Three EDirect commands do not use the E-utilities API:

  • xtract: Extracts specific data from XML and creates tabular output, based on your custom specifications. Note: The xtract command is very flexible and customizable, and has many options, so we have broken the documentation into several pages:
    • Overview: An introduction to the xtract command.
      • Arguments discussed: -pattern and -element; plus attributes and Parent/Child construction.
    • Creating rows and columns: Creating the rows and columns of a basic table.
      • Arguments discussed: -pattern and -element.
    • Formatting arguments: Adjust the separators between columns and data elements, and define placeholders for blank values.
      • Arguments discussed: -tab, -sep, and -def.
    • Exploration arguments: Explore subsections of your XML document and link multiple child elements of the same parent together.
      • Arguments discussed: -block and others.
    • Filtering output with Conditional arguments: Include or exclude data from your output, based on certain conditions.
      • Arguments discussed: -if, -unless, -equals, -contains, -position and others.
    • Storing and retrieving information with variables: Pass information from one part of an xtract command to another, using custom variables.
      • Arguments discussed: creating custom arguments to assign data to variables.
  • sort-uniq-count-rank: Displays each unique line of text from the input, along with the number of times each unique line occurred in the input, sorted from most to least frequently occurring.
  • word-at-a-time: Parses passages of text into individual lines, with each word appearing on its own line.

One EDirect command sometimes uses the E-utilities API:

  • nquire: Creates a URL to query a server based on your specifications.

When working with EDirect in Unix, you may also want to use some Unix tools which are not part of EDirect, to help you work with and process data.

Some helpful Unix commands and operators:

  • cat: Opens files into your terminal, and concatenates multiple files together.
  • cut: Trims portions of each line of text.
  • head/tail: Restricts output to only the first or last portion.
  • sort: Sorts output.
  • >: Redirects the output of a command to a file.
  • $: Accesses the value of a variable or command.
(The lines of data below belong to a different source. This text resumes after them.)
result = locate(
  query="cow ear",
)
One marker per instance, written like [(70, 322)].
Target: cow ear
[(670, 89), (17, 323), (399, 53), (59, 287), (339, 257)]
If you need more EDirect documentation, please visit NCBI’s EDirect documentation page, “Entrez Direct: E-utilities on the UNIX Command Line”.


As of EDirect version 8.00, EDirect now includes tools and methods to help you download the entirety of PubMed onto a local drive and organize the data to make it easy to retrieve and work with using EDirect. Creating a local copy of PubMed requires some technical expertise and has certain minimum hardware requirements, but may be very useful for experienced EDirect users who need to work with extremely large amounts of PubMed data (i.e. tens or hundreds of thousands of records).